Мой цветок носил имя Иеронима и питался моей кровью в то время, как я сам изнывал в долголетнем напрасном томлении по чуду, ожидая, что „Незримый Садовник“ оросит корни моей жизни хотя бы одной каплей воды.

Символический смысл этого странного обряда крещения кровью заключается в том, что человек магическим образом должен посадить свою душу в райском саду и способствовать ее росту, поливая кровью желаний.

На могильном холме основателя этой аскетической секты, легендарного кардинала Напеллуса – как говорит легенда – в течение одной лунной ночи вырос голубой лютик вышиной в человеческий рост – весь покрытый цветами, а когда раскрыли гроб, то там тела не оказалось.
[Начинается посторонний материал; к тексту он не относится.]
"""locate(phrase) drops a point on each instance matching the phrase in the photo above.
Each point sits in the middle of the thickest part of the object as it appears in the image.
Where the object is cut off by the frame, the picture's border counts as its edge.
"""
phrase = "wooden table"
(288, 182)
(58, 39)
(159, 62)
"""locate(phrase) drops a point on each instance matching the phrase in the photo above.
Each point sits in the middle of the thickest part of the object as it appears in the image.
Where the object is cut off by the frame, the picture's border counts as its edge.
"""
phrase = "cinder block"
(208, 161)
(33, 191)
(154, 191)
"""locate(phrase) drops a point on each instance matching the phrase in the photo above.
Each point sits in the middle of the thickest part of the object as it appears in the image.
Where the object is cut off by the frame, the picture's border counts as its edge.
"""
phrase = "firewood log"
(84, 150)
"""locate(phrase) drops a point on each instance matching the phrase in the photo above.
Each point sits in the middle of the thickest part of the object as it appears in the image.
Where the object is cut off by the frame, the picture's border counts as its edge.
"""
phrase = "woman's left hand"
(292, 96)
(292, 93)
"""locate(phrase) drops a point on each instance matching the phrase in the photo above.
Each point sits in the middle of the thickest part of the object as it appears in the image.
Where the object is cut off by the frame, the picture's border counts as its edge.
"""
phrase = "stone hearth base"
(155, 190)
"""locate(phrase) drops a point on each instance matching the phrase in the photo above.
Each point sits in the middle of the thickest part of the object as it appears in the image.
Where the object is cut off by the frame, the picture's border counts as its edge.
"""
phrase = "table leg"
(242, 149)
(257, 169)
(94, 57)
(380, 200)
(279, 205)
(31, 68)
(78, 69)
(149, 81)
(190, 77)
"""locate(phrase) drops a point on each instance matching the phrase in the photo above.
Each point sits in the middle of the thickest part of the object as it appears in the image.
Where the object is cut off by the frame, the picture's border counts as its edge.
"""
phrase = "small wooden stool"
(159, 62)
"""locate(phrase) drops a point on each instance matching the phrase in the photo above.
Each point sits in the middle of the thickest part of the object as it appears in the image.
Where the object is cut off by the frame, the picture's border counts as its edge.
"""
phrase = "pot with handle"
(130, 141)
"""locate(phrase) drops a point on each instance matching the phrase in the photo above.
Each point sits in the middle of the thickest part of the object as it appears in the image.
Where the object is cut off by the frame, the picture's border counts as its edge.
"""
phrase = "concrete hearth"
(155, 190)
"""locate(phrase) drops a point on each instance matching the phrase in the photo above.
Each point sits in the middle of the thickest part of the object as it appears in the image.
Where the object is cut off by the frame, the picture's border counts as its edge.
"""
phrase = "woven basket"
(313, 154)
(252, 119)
Говорят, что святой превратился в растение, и от него, впервые появившегося на земле, произошли все остальные.

Когда осенью цветы увядали, мы собирали и ели их ядовитые семена, походившие на маленькие человеческие сердца – согласно тайному преданию „голубых братьев“ они представляют собою „горчичное зерно“ веры, про которое сказано, что владеющий им может переставлять горы.

Подобно тому, как их страшный яд изменяет сердце и повергает человека в состояние между жизнью и смертью, так струя веры должна была преобразить нашу кровь – стать чудотворной силой в промежутках между грызущей смертною тоской и экстатическим восторгом.

Но я проник лотом моего познания еще далее, еще глубже в эти удивительные притчи, я сделал еще один шаг и стал лицом к лицу с вопросом:

Что станется с моей кровью, когда она, наконец, будет напоена ядом голубых цветов? И тогда ожили окружавшие меня вещи, даже придорожные камни кричали мне тысячами голосов: снова и снова, с приходом весны, ты будешь поливать ее, дабы возрастало вновь ядовитое растение, окрещенное твоим собственным именем.

В тот час я сорвал маску с питаемого мною вампира, и мною овладела непримиримая ненависть. Я вышел в сад и втоптал в землю растение, укравшее у меня имя, питавшееся моею кровью, так, что не было видно ни одного листка.

С тех пор мой путь был словно усеян чудесными происшествиями.

Еще в ту же самую ночь передо мною явилось видение: кардинал Напеллус, державший в руке, словно зажженную свечу, голубой лютик с пятилепестковыми цветами. Он походил лицом на труп лишь в глазах сверкала неразрушимая жизнь.